Syracuse University Vice Chancellor and Provost Eric F. Spina today announced the appointment of Carl J. Schramm as University Professor. An internationally recognized leader in entrepreneurship, innovation and economic growth, Schramm comes to Syracuse following a decade as president of the Ewing Marion Kauffman Foundation. He is the 16th person in SU history to hold the title of University Professor.
Under his leadership, the Kauffman Foundation grew into a global institution, becoming the largest private funder of economic research related to growth and innovation. Schramm initiated many efforts in education, spearheading the Kauffman Campus Program at 17 universities and establishing the first charter school in the United States to be owned by a grant-making foundation.
“The University’s vision of working across sectors to encourage entrepreneurship and the formation of new firms as a means of revitalizing the local community is unique,” Schramm says. “I am excited to work with colleagues who are engaged in what I believe to be one of the most important experiments under way in the United States.”
Schramm—who has conducted extensive research and written widely on the link between entrepreneurship and economic development—will teach an honors seminar examining the entrepreneurial history and evolving economy of New York’s upstate cities.

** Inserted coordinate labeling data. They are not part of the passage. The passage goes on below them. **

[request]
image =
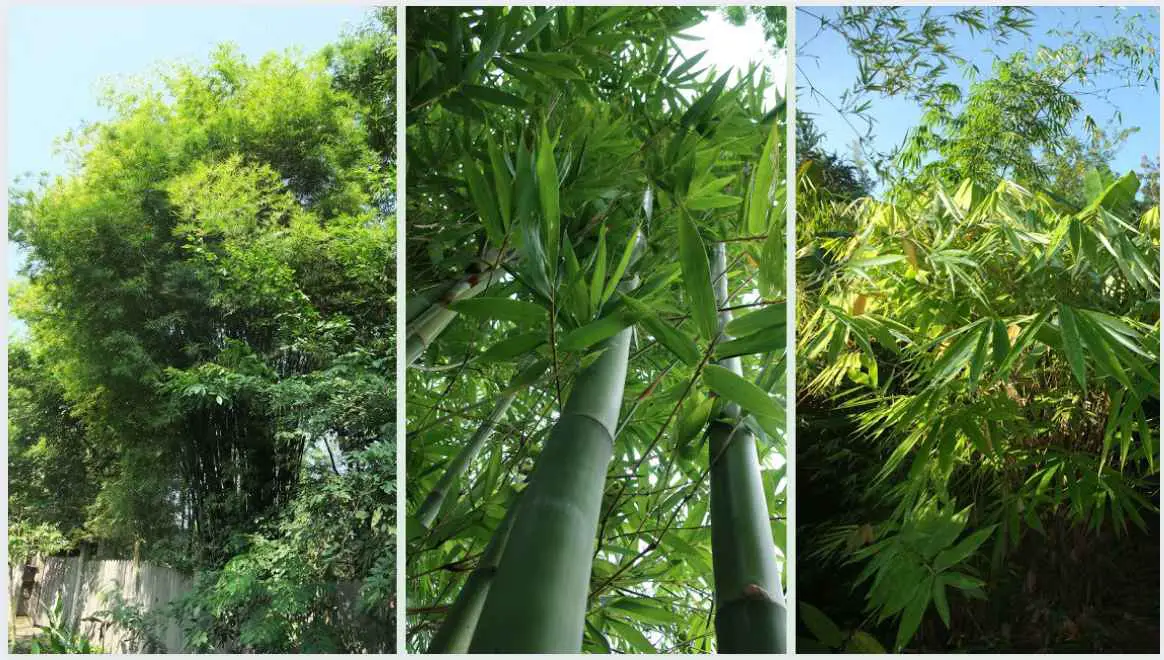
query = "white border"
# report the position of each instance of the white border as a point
(400, 292)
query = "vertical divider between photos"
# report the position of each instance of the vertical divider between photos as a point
(400, 275)
(790, 324)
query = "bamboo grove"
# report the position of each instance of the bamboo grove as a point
(978, 355)
(595, 427)
(205, 380)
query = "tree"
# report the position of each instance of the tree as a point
(211, 340)
(554, 156)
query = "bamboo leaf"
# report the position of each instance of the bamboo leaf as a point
(693, 258)
(503, 183)
(956, 355)
(1001, 342)
(728, 384)
(598, 278)
(767, 318)
(583, 338)
(952, 556)
(513, 346)
(821, 625)
(548, 192)
(911, 618)
(702, 106)
(492, 96)
(712, 200)
(1021, 342)
(483, 200)
(501, 309)
(1072, 345)
(759, 194)
(753, 343)
(624, 262)
(939, 601)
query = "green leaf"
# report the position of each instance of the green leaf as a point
(725, 383)
(957, 354)
(598, 278)
(483, 200)
(513, 346)
(939, 601)
(861, 641)
(767, 318)
(501, 309)
(637, 640)
(503, 182)
(1021, 342)
(548, 192)
(911, 618)
(759, 194)
(674, 340)
(772, 341)
(583, 338)
(702, 106)
(872, 262)
(1099, 349)
(492, 96)
(951, 556)
(537, 64)
(772, 261)
(529, 376)
(712, 200)
(1001, 343)
(693, 258)
(1072, 345)
(624, 262)
(979, 360)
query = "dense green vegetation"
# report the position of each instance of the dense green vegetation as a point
(594, 463)
(204, 376)
(978, 356)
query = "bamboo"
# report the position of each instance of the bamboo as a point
(456, 630)
(428, 509)
(750, 603)
(427, 325)
(538, 601)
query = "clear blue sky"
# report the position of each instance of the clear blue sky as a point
(834, 69)
(59, 56)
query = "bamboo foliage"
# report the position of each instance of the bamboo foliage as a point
(595, 193)
(1022, 360)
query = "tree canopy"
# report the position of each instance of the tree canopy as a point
(978, 350)
(208, 356)
(560, 160)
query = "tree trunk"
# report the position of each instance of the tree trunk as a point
(538, 601)
(456, 631)
(428, 325)
(428, 509)
(750, 602)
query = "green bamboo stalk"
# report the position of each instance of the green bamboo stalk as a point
(538, 601)
(750, 602)
(427, 325)
(456, 630)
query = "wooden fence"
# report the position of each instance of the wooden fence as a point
(89, 587)
(86, 588)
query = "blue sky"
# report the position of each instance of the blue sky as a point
(59, 56)
(827, 62)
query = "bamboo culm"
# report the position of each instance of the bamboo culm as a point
(427, 325)
(456, 630)
(456, 468)
(750, 603)
(538, 600)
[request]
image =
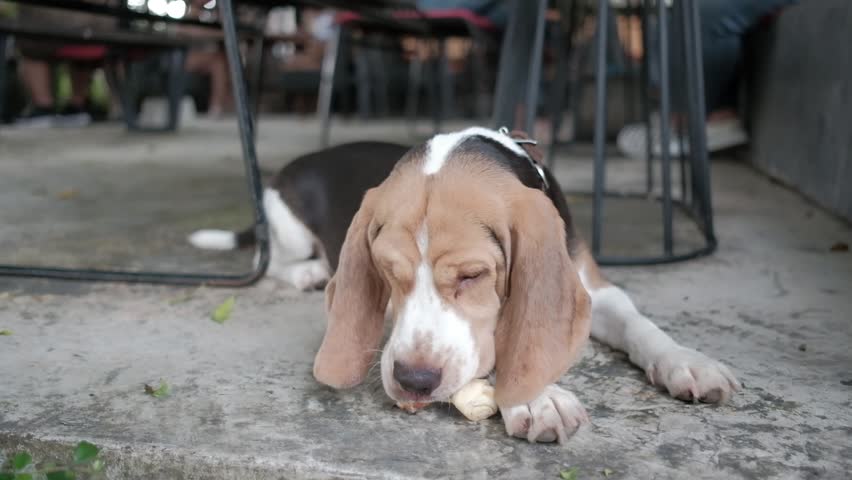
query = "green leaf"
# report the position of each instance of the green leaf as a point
(569, 474)
(223, 311)
(60, 475)
(158, 392)
(85, 452)
(21, 460)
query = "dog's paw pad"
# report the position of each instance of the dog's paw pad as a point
(554, 416)
(691, 376)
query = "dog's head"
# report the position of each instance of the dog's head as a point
(477, 272)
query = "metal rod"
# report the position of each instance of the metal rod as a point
(329, 68)
(665, 112)
(245, 123)
(645, 94)
(531, 100)
(600, 128)
(701, 164)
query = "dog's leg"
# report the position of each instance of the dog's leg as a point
(554, 416)
(307, 275)
(291, 246)
(686, 373)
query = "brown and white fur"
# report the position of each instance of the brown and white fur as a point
(469, 243)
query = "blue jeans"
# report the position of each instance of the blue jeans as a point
(723, 26)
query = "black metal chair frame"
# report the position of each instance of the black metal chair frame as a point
(439, 85)
(695, 201)
(517, 96)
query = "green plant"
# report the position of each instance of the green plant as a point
(85, 465)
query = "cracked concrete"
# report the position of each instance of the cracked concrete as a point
(774, 303)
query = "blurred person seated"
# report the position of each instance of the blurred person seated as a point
(38, 56)
(209, 59)
(723, 25)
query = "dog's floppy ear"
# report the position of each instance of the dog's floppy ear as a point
(356, 298)
(545, 319)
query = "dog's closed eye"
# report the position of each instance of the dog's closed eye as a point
(468, 279)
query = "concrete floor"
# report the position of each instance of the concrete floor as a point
(774, 303)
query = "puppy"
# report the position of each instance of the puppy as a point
(468, 241)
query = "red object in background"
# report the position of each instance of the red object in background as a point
(87, 53)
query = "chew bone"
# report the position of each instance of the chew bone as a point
(412, 407)
(475, 400)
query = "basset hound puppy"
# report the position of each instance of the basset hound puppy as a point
(467, 241)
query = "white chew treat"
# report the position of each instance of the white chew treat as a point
(475, 400)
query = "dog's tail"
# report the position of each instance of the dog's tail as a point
(222, 239)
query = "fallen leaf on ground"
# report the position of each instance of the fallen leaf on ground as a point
(570, 474)
(840, 247)
(158, 392)
(85, 452)
(21, 460)
(223, 311)
(68, 194)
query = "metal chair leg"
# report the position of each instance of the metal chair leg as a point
(3, 69)
(176, 86)
(326, 90)
(445, 81)
(600, 127)
(412, 97)
(665, 132)
(520, 66)
(362, 74)
(700, 166)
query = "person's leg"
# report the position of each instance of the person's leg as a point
(36, 76)
(214, 64)
(81, 79)
(723, 25)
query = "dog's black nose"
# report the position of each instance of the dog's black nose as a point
(421, 381)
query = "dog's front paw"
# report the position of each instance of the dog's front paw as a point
(555, 415)
(691, 376)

“Carl Schramm is recognized worldwide as one of the foremost figures in entrepreneurship,” says Spina. “As a University Professor, he will be superbly positioned to bring his long, successful track record as a scholar, teacher, mentor and leader to bear on generating new synergies across our already strong, University-wide initiatives connected to entrepreneurship.”
Most recently, Schramm was named a Growth Fellow at the George W. Bush Institute’s 4% Growth Project. He also co-founded the Obama administration’s Start Up America initiative, a private-sector alliance intended to dramatically increase the development, prevalence and success of innovative, high-growth U.S. firms.
A member of the Council on Foreign Relations, Schramm currently advises government leaders worldwide on how to promote job growth and economic expansion, and writes and speaks widely on the power of entrepreneurship. He is a Batten Fellow at the University of Virginia’s Darden School of Business and serves as a visiting scientist at the Massachusetts Institute of Technology. His new book with Robert E. Litan, “Better Capitalism,” a practical blueprint to restore the vigor of the American economy, will be published by Yale University Press later this year.
In 2010, Schramm published an influential article in Foreign Affairs that opened a new area of economic inquiry denominated “expeditionary economics,” which describes an approach to rebuilding economies in the wake of conflict and natural disasters. Subsequently, more than 50 academic papers and government documents have been published in this new field, and expeditionary economics now is a course offering in a number of academic institutions, including the United States Military Academy, the Center for Complex Operations at the National Defense University and the Command and General Staff College.
“Carl is a consummate catalyst,” says SU Chancellor and President Nancy Cantor. “From his early work on the economics of health care, to launching startups, to advising U.S. presidents, to leading the Kauffman Foundation’s efforts to seed the entrepreneurial spirit nationally and globally, he has used scholarship as a fulcrum to make a difference in the world. As he brings his unparalleled experience back to his hometown, we know he’ll have a deep and broad impact at SU and all of its connected communities.”
An entrepreneur himself, as well as economist and lawyer, Schramm founded and co-founded several successful companies in the health care, finance and information technology industries, including HCIA, Inc., Patient Choice Health Care and Greenspring Advisors. In 2007, U.S. Secretary of Commerce Carlos Gutierrez tapped Schramm to chair the Department of Commerce’s Measuring Innovation in the 21st Century Economic Advisory Committee.
Among Schramm’s books are “Health Care and Its Costs” (W.W. Norton for the American Assembly, 1987); “The Entrepreneurial Imperative” (Harper Collins, 2006); “Good Capitalism, Bad Capitalism” (Yale, 2007), with the economists William Baumol and Robert Litan, and now published in 10 languages; and “Inside Real Innovation” (World Scientific, 2010). “The Entrepreneurial Imperative” and “Good Capitalism, Bad Capitalism” illustrate how less-developed nations can accelerate growth through entrepreneurship, while urging the United States itself to reinvigorate its own commitment to small business as the force that made it the world’s leading economy.
Schramm was a faculty member at Johns Hopkins University, where he founded the first research center on health care costs in the nation. He is a fellow of the Royal Society of Arts, and held a Robert Wood Johnson Foundation Health Policy Fellowship at the Institute of Medicine of the National Academies.
Schramm holds a doctorate in labor economics and industrial relations from the University of Wisconsin, where he was both a Ford Foundation doctoral fellow and a New York State Regents Graduate fellow. He also holds a law degree from Georgetown University, and a bachelor’s degree in economics from Le Moyne College. He was the 2005 recipient of the University of Rochester’s George Eastman Medal, and in May 2012 received an honorary doctorate of humane letters from Syracuse University.